В ленте Брессона герой не делает и малейшего движения оправдаться, когда его обвиняют то в одном, то в другом, хотя все "козыри" у него на руках: ему безразлично, каким он кажется. И в этом он подобен Сталкеру, Доменико, Горчакову, Александру. Всем им "мирская логика" шьет ту или иную вину, все они подозреваются в той или иной "низости". Однако они заняты чем-то бесконечно более важным, нежели забота о безупречности своего образа. Есть безупречность духа, то есть безупречность бытийная. И потому в ответ на волны мирской агрессии - молчание. Молчание кюре, молчание Рублева, Хари, Сталкера, Доменико, молчание Горчакова, внимательно всматривающегося и вслушивающегося в зов Небытия, в которое он медленно-медленно уходит.
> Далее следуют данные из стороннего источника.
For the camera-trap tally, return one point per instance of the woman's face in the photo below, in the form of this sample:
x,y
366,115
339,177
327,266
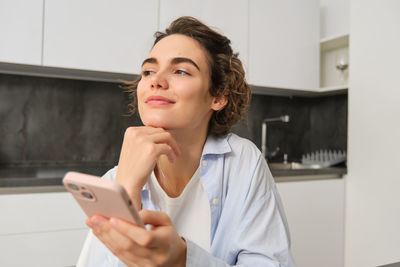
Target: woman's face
x,y
173,92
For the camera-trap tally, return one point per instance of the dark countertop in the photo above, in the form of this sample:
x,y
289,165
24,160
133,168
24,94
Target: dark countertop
x,y
340,171
27,179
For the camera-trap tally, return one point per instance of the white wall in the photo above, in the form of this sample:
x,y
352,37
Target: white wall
x,y
372,221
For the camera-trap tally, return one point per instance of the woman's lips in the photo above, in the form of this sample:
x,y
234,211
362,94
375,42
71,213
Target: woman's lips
x,y
158,101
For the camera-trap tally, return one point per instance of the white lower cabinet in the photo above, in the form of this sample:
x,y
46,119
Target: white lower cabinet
x,y
315,213
46,229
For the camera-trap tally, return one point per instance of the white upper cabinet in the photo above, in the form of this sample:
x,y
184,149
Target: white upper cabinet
x,y
101,35
21,31
334,18
229,17
284,44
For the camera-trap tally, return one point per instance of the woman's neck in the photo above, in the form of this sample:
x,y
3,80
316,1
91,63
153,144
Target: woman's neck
x,y
173,177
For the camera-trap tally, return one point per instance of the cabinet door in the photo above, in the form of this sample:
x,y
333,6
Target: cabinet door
x,y
315,213
229,17
21,31
284,44
46,229
102,35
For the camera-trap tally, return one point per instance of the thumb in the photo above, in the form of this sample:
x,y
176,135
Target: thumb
x,y
155,218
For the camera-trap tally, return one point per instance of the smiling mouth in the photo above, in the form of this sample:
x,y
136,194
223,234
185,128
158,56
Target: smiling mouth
x,y
158,101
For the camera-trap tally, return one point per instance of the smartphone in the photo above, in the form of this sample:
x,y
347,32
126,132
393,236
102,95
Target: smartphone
x,y
101,196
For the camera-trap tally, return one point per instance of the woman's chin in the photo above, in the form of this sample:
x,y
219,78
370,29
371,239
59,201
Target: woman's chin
x,y
157,123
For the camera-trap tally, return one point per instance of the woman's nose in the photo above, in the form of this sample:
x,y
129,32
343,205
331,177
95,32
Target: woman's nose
x,y
159,82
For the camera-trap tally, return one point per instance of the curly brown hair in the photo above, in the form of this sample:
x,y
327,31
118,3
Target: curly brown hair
x,y
226,71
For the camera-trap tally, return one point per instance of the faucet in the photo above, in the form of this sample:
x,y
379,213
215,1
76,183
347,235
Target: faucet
x,y
283,118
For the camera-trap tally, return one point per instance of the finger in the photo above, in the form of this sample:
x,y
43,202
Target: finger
x,y
166,137
138,234
164,149
114,240
155,218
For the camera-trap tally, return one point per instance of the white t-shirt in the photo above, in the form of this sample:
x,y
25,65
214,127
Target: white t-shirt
x,y
190,212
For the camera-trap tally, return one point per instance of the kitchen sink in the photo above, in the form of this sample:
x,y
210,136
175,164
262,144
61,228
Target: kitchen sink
x,y
293,166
"- В чем же они меня обвиняют? - спрашивает однажды в приступе временного отчаяния молодой кюре своего каноника.

- В том, что вы такой, как есть, - отвечает тот. - И с этим ничего не поделаешь. Чего же вы хотите, люди не выносят вашей простоты, они защищаются от нее, ведь их сжигает вполне заурядный огонь".

Простота кюре основана на том, что он главное воспринимает как главное, как требующее ежедневной и немедленной заботы, и это главное - забота души о своем истоке.

Однако подавляющее большинство занято "самоутверждением", каждый ищет трамплин для самоутверждения, каждый озабочен жалостью к самому себе, взволнованный образом самого себя.

Вспоминается один эпизод в разговоре с польским журналистом Болеславом Эдельхайтом уже после съемок "Жертвоприношения". Совершенно неожиданно для Эдельхайта Тарковский вдруг заявляет: "Взгляните на карту мира. Россия - единственное место, где действительно что-то происходит. Это - тигель, где постоянно "кипят" различные силы". А до этого он говорил о смертельной важности пробуждения в людях "религиозного чувства".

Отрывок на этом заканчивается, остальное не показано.